Carlos gritó, en una mezcla de dolor, miedo y furia. Sujetando al viejo señor Richmond por los hombros, lo levantó y lo arrojó dentro de la tienda en llamas (algo que no le resultó muy difícil, pues Carlos Mendoza era un hombre alto y musculoso y el señor Richmond, incluso cuando estaba vivo, ya no era más que un anciano encogido y tembloroso de no más de cincuenta kilos).

El mexicano se volvió para estudiar su herida. Era una incisión pequeña, pero profunda. Uno de los dientes medio podridos del señor Richmond se había quedado incrustado en la piel de Mendoza, clavado profundamente en su carne. Tiró de él hasta que lo sacó y lo arrojó al suelo.

Estoy acabado. Es el fin.

Carlos Mendoza, el hombre que había sobrevivido al resto de sus compañeros, se derrumbó sobre el polvo de la calle. Estaba exhausto y, además, estaba condenado. Que acabasen con él cuanto antes. Sería mucho más piadoso que levantarse al cabo de un rato convertido en uno de ellos.

La madera de la casa ardiente crepitaba a medida que las llamas la iban devorando. De vez en cuando sonaban pequeñas explosiones, como disparos, cuando los nudos resinosos del piso eran consumidos por el fuego. Aquellos petardazos punteaban el sueño de Carlos, a medida que se iba deslizando hacia la inconsciencia.

Petardazos como disparos.

Como disparos.

Disparos.
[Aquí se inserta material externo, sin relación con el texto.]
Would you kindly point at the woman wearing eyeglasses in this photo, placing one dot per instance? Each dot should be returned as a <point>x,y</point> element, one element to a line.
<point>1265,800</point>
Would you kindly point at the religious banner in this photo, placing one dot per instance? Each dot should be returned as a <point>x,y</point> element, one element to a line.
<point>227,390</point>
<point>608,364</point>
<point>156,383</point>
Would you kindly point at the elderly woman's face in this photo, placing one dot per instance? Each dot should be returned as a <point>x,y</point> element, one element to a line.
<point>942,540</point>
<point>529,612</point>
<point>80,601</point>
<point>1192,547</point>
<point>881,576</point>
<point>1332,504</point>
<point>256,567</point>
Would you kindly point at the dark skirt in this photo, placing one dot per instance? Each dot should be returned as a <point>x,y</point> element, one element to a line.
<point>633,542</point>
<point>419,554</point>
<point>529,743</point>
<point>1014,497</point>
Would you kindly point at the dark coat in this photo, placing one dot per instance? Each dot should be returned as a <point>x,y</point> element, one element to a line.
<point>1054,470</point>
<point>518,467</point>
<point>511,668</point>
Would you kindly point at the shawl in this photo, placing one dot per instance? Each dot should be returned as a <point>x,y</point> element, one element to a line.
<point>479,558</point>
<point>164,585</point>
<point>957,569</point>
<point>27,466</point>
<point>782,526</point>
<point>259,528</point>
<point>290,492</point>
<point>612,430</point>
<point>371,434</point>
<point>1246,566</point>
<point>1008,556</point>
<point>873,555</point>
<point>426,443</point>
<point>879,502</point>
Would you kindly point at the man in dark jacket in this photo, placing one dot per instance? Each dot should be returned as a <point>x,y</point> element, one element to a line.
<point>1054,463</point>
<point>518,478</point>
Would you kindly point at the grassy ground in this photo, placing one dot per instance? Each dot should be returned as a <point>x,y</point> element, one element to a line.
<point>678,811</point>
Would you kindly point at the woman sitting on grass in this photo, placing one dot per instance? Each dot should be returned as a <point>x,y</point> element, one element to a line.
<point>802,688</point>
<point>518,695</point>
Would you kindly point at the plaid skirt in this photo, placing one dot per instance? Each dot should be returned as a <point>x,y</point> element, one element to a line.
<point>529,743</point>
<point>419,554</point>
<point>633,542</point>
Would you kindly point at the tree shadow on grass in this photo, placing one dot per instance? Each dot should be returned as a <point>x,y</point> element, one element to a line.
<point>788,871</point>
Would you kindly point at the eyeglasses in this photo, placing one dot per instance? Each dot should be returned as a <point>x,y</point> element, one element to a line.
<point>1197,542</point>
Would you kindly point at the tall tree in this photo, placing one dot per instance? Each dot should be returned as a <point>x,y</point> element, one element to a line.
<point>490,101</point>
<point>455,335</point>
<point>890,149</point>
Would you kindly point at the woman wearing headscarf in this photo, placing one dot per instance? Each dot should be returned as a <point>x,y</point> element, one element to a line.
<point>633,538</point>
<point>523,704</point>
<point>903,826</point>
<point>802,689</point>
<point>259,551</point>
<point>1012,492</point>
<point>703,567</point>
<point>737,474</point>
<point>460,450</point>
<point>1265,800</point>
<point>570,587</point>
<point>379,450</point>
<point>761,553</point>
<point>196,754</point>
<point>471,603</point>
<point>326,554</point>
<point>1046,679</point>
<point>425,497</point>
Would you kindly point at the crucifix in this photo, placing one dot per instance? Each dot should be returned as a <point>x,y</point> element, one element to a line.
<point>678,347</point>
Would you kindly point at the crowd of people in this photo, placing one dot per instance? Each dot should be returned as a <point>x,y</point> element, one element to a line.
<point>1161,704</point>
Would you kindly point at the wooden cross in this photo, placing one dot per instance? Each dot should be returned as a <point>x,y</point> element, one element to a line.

Eran disparos.

Carlos Mendoza trató de incorporarse, pero estaba demasiado débil. De repente, una sombra se proyectó sobre su cara. Un No Muerto le contemplaba a contraluz, listo para abalanzarse sobre él.

Está bien. Que acabe todo de una vez.

De repente, el No Muerto se inclinó sobre él, palpó todo su cuerpo y chasqueó la lengua. Cuando Mendoza pensaba que aquello no podía ser más sorprendente, el No Muerto levantó la cabeza y gritó:

—¡Eh, aquí hay uno que está vivo!

—¡Ha salido de esa casa en llamas! ¡Joder! —dijo otra voz.

—Y no sólo eso —replicó la primera mientras acercaba una cantimplora llena de un líquido espeso a la boca del mexicano—. Toda la calle está llena de No Muertos reventados. Este cabrón vende muy cara su vida.

—Sus vidas, querrás decir —replicó el otro con voz jocosa—. Si ha sobrevivido a esto, tiene más vidas que un gato.